# The Carb Heat Test You Don’t Know

The Cessna 152 was 200 feet above the ground when its engine quit. Inside, the instructor was preparing his student for the Private Pilot checkride. They were practicing a short-field takeoff and the airplane was ‘dirty’ with flaps, a high angle of attack and at a slim margin above stall speed and now, they were without power.

‘I’ve got it,’ shouted the CFI as he took the controls and shoved them forward to reveal a steep dropoff, a busy road, houses and a school. Given the options, the instructor banked left to reach for the airport behind them. Airspeed decayed and the airplane entered a spin. So close to the ground, the airplane impacted trees before the spin could develop. It flipped inverted and fell, nearly vertically, onto a small shed. As fate would have it, the trees and collapsing building cushioned the impact — both aboard survived.

An NTSB investigator found no evidence of mechanical engine failure, but both pilots independently told him that the engine quit before the spin began. Weather conditions at the time of the crash included cool air and low clouds. The official NTSB report suggests carburetor-icing as the probable cause of the accident.

CARBURETOR ICE 101
For carb ice to form, conditions must include muggy air and carb temperatures at or below freezing. Carbureted engines (those without fuel injection) mix fuel and air in a carburetor venturi. The venturi is a narrow passageway in the induction system that accelerates airflow and draws fuel into the manifold. As the air accelerates, its temperature drops — sometimes as much as 40 degrees or more Fahrenheit! Result: If the air coming into the engine is moist and the temperature inside the carburetor is at or below freezing, ice can form. The ice blocks airflow to the engine and, without air, combustion stops and the engine fails.

You should always suspect carb ice when:

• Relative Humidity is greater than 70%,
• Temperature/Dewpoint spread is less than five degrees Fahrenheit, and
• Outside Air Temperature is less than 70 degrees Fahrenheit.

THE TEST — Part 1 (The part you know.)
During engine run-up, apply full carb heat, and watch for a drop in engine rpm. Certified airplane engines often protect against carb ice by ducting hot exhaust air into the carburetor. Hot air is less dense than cold, so when the temperature in the carburetor increases, the mixture gets richer (more fuel per unit of air). Airplane engines are normally set to run ‘super-rich’ unless you do something to change it, so when you pull ‘carb heat on,’ you add fuel to an already rich combustion mixture and the engine runs less efficiently.
The resultant drop in RMP shows you that the system works — but it does *not* show you whether carb icing conditions actually exists.

THE TEST — Part 2 (The important part.)
During your run-up, apply carb heat, but leave it on for a half-minute or so.
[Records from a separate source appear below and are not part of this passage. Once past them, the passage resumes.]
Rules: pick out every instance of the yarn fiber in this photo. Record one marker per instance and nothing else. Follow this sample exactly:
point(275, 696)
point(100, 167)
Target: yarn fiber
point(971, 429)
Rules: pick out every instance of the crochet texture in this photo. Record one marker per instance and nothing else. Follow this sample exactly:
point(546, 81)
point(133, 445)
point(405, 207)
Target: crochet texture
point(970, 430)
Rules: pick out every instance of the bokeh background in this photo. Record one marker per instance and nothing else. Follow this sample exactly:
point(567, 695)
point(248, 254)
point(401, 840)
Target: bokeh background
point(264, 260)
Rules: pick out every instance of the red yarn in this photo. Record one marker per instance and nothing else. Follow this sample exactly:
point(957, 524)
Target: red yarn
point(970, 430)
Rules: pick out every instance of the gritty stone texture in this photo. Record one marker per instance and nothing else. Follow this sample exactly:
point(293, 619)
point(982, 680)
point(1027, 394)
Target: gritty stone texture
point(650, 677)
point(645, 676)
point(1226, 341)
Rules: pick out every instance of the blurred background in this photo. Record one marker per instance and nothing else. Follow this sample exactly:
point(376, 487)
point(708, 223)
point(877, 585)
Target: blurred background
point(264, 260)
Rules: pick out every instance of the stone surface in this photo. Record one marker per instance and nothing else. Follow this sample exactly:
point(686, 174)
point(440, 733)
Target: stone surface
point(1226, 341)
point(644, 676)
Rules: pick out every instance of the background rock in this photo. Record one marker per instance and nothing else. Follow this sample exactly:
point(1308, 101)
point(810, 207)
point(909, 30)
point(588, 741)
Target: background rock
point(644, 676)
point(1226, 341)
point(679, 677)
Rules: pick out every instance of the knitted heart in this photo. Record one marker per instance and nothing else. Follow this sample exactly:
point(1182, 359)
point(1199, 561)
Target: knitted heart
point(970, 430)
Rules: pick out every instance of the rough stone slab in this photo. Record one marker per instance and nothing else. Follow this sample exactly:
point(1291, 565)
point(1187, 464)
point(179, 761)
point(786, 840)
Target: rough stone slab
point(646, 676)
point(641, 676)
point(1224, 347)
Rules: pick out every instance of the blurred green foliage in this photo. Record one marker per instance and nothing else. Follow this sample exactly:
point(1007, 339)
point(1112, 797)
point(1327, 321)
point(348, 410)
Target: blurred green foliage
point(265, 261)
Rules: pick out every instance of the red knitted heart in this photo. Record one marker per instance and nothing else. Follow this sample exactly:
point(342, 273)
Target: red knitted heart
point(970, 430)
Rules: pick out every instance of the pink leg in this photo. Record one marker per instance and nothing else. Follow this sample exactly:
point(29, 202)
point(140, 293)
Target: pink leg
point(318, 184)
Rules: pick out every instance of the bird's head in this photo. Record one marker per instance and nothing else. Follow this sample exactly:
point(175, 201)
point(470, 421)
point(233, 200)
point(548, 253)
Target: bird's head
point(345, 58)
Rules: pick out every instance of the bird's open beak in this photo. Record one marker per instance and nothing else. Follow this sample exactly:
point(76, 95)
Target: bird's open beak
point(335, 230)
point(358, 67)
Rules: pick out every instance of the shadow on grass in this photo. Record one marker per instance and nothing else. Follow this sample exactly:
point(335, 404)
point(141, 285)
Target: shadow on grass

If the rpm drops with carb heat application and stays at there until you turn it off, then there is no ice. If the rpm drops and then increases, it’s likely you already have carb ice. Why: The rpm drops for the ‘normal’ reason at first, but then rises as the ice melts out, allowing more air into the engine. If you suspect carburetor-icing conditions exist while aloft, run this test. Inside Information: Most carb heat induction air bypasses the engine’s filters so ground-test carb heat away from dusty or rocky areas.

CARB ICE DEFENSE
If you discover carb ice while on the ground, you have two choices: abort the flight, or fly with the carb heat on — consult your airplane’s Pilot’s Operating handbook to see if it recommends taking off with carb heat applied. If you discover carb ice in cruising flight, fly with the carb heat on ‘full’ and consider an early landing. In either case, expect decreased engine performance for all operations. In most cases, detecting carb-icing conditions on the ground is reason enough to call it quits and fly another day.